John Balliol 1292-1296
Following the death of King Alexander III, the succession was now open to many claimants, the strongest of whom were John Balliol and Robert Bruce.
King Edward supported John Balliol, who he believed was the weaker and more compliant of the two Scottish claimants. At a meeting of 104 auditors, with Edward as judge, the decision went in favour of Balliol, who was declared the rightful King in November 1292.
The English King's plans for a peaceful relationship with his northern neighbour now took a different turn. In exchange for his support, Edward demanded that he should have feudal superiority over Scotland, including homage from Balliol. He also demanded judicial authority over the Scottish King in any disputes brought against him by his own subjects, and defrayment of costs for the defence of England as well as active support in the war against France.
Even Balliol could not stomach these outrageous demands. Showing a hitherto unknown courage, he declared in front of the English King that he was the King of Scotland and should answer only to his own people. He refused to supply military service to Edward. Over-estimating his strength, he then concluded a treaty with France prior to planning an invasion of England.
Edward was ready. He went north to receive homage from a great number of Scottish nobles, as their feudal lord, among them none other than Robert Bruce, who owned many estates in England.
Balliol immediately punished this treachery by seizing Bruce's lands in Scotland and giving them to his own brother-in-law, John Comyn. However, within a few months, the Scottish King was to disappear from the scene. His army was defeated by Edward at Dunbar in April 1296. Soon after at Brechin, on 10 July, he surrendered his Scottish throne to the English King, who took the Stone of Scone, which was the coronation stone of the Scottish kings.
At a parliament, which he summoned at Berwick, the English King received homage and the oath of fealty from over 2,000 Scots.
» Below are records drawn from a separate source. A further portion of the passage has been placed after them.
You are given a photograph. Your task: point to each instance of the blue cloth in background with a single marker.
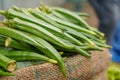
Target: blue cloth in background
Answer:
(115, 51)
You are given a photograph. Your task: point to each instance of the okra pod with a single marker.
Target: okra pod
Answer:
(51, 52)
(41, 32)
(25, 56)
(71, 25)
(4, 73)
(7, 63)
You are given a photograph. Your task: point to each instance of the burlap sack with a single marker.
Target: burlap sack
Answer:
(78, 68)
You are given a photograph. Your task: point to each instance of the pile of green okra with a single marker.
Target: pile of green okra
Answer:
(47, 34)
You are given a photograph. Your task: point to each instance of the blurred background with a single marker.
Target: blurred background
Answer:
(83, 6)
(76, 5)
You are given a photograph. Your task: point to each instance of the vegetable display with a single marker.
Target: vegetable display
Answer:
(43, 34)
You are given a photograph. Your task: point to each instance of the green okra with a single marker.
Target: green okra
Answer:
(71, 25)
(41, 32)
(7, 63)
(4, 73)
(51, 52)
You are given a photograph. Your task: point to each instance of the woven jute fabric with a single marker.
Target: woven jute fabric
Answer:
(77, 66)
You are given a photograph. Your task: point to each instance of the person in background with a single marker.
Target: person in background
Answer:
(107, 12)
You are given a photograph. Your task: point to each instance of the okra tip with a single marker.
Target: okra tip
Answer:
(16, 8)
(52, 61)
(2, 12)
(11, 66)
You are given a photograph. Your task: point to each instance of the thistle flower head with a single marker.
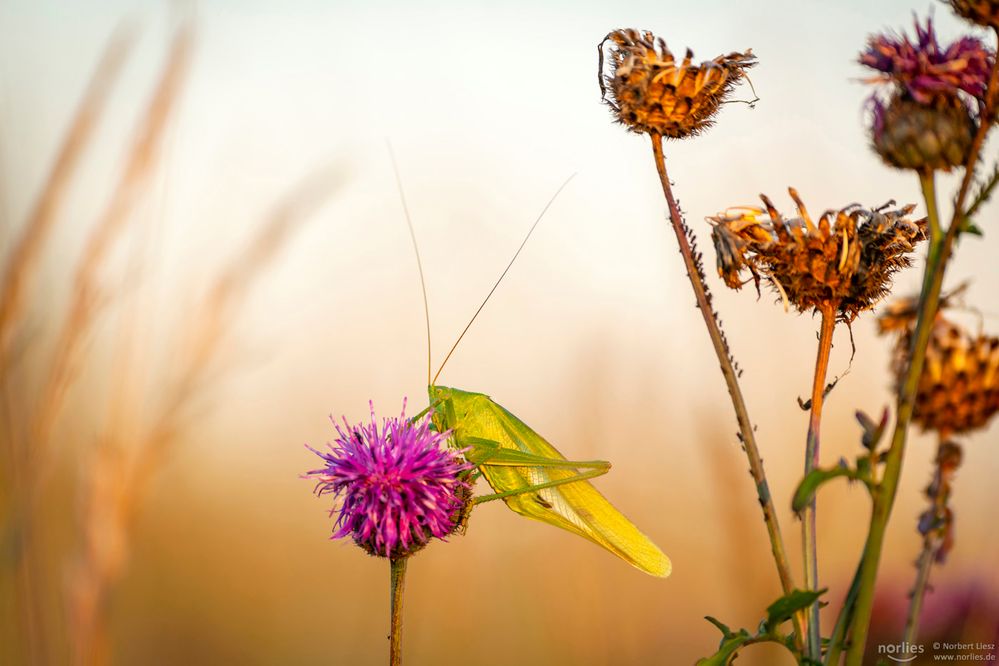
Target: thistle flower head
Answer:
(926, 118)
(958, 389)
(982, 12)
(925, 69)
(910, 135)
(651, 92)
(845, 261)
(400, 484)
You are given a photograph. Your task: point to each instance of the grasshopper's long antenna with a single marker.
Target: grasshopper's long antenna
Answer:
(502, 275)
(416, 250)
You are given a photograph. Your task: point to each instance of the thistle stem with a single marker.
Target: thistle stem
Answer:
(748, 437)
(397, 569)
(923, 566)
(809, 533)
(939, 253)
(838, 637)
(934, 534)
(884, 493)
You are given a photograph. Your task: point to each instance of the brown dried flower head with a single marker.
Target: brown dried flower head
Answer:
(958, 390)
(982, 12)
(844, 262)
(651, 93)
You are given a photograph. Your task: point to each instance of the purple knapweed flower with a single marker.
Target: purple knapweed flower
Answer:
(400, 484)
(925, 69)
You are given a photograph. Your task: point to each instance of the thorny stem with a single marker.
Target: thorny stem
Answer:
(934, 537)
(884, 495)
(731, 380)
(397, 568)
(930, 545)
(836, 641)
(809, 533)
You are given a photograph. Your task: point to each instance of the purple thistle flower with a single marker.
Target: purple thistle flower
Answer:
(924, 69)
(400, 483)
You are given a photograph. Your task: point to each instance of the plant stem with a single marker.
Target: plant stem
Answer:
(923, 566)
(836, 641)
(748, 437)
(935, 526)
(397, 568)
(809, 536)
(884, 493)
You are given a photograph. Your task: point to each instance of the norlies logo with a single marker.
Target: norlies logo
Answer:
(901, 652)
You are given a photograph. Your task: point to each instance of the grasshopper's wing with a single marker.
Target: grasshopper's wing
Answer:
(575, 506)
He seemed secure in Scotland.
Balliol was imprisoned in the Tower of London, but later released provided he went to France, where he eventually died.
Key Events during the Reign of John Balliol
1292 - The first interregnum in Scotland comes to an end. John Balliol succeeds to the Scottish throne, selected out of 13 competitors by Edward I.
1293 - An Anglo-Gascon fleet defeats a larger Norman-French fleet off the coast of Brittany, and then sacks La Rochelle.
1294 - Roger Bacon, the founder of experimental science, dies. War with France begins. Rebellion breaks out again in Wales. Robert Winchelsey becomes Archbishop of Canterbury.
1295 - Treaty between Scotland and France begins the Auld Alliance. The Earl of Warwick's troops defeat those of the principal Welsh leader, Madog ap Llewellyn, breaking the back of the Welsh rebellion.
1296 - Edward I invades Scotland and deposes Balliol. As overlord of Scotland, he appoints officials to rule on his behalf. Edward seizes the Stone of Scone - on which the Scottish Kings sit at their coronation - and takes it to London, where it remains under the Coronation chair in Westminster Abbey until it is returned to Scotland in 1996.